5 posts were split to a new topic: Network Health Metrics

tfa · February 4, 2018, 8:58pm

This weekend I have added 2 small modifications:

I have implemented my idea to replace relocation to the neighbouring weakest section by a 2 steps relocation: first to a distant random section and then to the weakest neighbour of this section. This idea was expressed in this post.
Second one is not an improvement but a simplification: I have used the random() function to compute, well … the random section. But in reality vaults cannot use this function because the result will be different between each vault. The randomness must be computed from a common data, typically the hash of an agreed state.

For example, current routing code relocates a joining node to the hash of its name concatenated with the ids of its 2 closest nodes. I don’t think that this algorithm will be kept, but I don’t need to know what the new algorithm will be. The important characteristic for the simulation is that it is a random address, how it will be computed in the real network doesn’t matter.

The same is true for the age of the node to relocate: In @bart code It was computed from the hash of the event, but when we look at @madadam repo, it has been changed to another thing. I make the same argument here: we don’t need to know the final implementation, we only need to compute a random age.

So, I have replaced this usage of hash function by the random function again. Then the hash has been completely removed, because it was not being used anywhere else.

Results are very similar but are slightly less stable (very slightly).
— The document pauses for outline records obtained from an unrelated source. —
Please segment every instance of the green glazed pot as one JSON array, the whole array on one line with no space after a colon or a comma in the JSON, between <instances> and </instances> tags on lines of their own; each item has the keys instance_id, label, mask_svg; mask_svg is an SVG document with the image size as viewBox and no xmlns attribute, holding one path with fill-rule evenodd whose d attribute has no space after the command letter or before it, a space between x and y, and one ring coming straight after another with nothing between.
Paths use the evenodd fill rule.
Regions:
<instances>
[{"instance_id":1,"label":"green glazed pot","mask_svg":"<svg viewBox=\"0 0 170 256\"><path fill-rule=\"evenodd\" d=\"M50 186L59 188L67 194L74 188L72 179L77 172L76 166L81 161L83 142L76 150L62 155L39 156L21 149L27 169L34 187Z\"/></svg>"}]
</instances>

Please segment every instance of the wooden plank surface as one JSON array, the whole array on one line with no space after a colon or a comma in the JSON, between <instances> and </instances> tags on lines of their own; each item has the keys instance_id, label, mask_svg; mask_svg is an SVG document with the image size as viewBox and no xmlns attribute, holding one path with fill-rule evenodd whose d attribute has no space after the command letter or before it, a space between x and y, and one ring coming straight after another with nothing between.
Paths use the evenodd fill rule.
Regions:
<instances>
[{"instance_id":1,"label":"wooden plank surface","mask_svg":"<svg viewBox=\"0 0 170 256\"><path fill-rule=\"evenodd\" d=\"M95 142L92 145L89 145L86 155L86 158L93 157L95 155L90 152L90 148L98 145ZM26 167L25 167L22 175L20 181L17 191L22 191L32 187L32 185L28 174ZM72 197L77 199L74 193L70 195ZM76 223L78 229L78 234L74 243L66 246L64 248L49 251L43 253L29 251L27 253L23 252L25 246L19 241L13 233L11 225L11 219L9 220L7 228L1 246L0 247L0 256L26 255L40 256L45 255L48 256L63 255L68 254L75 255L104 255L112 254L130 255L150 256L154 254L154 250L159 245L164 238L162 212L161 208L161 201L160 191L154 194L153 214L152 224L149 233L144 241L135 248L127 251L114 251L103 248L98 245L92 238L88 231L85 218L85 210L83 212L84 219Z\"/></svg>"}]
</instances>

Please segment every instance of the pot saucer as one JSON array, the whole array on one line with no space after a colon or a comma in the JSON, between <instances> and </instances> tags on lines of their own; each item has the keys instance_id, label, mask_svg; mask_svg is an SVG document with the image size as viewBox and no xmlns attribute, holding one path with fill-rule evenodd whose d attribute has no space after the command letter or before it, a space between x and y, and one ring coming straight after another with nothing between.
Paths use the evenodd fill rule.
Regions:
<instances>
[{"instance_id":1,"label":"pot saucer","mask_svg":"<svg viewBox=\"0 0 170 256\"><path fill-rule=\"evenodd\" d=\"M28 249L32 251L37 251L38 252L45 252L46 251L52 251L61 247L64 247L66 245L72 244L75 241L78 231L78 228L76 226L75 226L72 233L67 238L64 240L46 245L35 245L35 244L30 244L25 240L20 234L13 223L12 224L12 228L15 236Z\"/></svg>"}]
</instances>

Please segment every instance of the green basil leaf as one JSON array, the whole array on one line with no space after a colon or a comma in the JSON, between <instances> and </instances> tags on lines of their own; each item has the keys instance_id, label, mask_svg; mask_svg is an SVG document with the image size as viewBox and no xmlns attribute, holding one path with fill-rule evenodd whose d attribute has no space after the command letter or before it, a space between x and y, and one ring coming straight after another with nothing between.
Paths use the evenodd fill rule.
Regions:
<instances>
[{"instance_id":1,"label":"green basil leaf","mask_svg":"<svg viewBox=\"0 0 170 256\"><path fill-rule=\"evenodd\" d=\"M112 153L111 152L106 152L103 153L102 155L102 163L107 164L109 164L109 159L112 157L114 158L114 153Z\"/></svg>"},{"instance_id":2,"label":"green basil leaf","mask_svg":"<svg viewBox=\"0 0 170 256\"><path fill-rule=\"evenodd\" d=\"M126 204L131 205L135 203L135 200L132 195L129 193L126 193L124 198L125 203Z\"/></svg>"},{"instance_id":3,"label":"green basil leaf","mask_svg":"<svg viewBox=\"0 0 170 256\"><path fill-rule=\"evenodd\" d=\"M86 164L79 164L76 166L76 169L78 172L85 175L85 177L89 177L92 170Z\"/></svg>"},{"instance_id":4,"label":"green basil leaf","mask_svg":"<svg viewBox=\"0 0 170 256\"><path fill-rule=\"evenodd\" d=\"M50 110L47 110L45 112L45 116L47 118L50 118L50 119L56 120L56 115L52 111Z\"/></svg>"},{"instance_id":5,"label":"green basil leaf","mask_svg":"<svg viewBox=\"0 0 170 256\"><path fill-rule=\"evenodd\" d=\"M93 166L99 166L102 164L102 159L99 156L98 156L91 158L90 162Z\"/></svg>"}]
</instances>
I observed two instances with 3 distinct prefix lengths (for example at iteration 310000):

Prefix len	Count	Average	Min	Max	Standard dev
12	1	17.00	17	17	None
13	247	21.62	11	25	3.35
14	15886	12.43	8	16	1.20
All	16134	12.57	8	25	1.69

Also, there is sometimes a merge that happens during a stable period with a power of 2 number of sections (for example at iterations 390000, 400000, 410000):

Prefix len	Count	Average	Min	Max	Standard dev
14	16384	15.38	10	20	1.11
All	16384	15.38	10	20	1.11

Prefix len	Count	Average	Min	Max	Standard dev
13	1	19.00	19	19	None
14	16382	15.77	12	20	1.16
All	16383	15.77	12	20	1.16

Prefix len	Count	Average	Min	Max	Standard dev
14	16384	16.16	12	21	1.18
All	16384	16.16	12	21	1.18

Intuitively, I would have thought that relocating nodes at distance is more secure, but these results are not proving this. Though the difference is tenuous: one section over 16000 and I don’t show the curves because they are indistinguishable from previous ones.

Maybe I should add a parameter to allow comparison with more tests. Something like RelocationScope with 2 values (Local and Distant).

mav · February 5, 2018, 4:45am

I think this mainly applies to attack scenarios like the google attack where particular sections are flooded. This is where the relocation distance matters more.

digipl · February 5, 2018, 9:22am

Exactly. The idea of distant random relocation is not better metrics but avoid possible attacks taking advantage of the relocation in the neighbourhood. An attacker could focus their efforts on a few sections, in whose vicinity has several nodes, and, via DDOS, eliminate certain competitors or even forcing merges. This would allow to be in positions of advantage to gain control of a group.

This type of attack has similarities to games like Go where machine learning via artificial neural network, like AlphaGo, are proving to be extremely effective.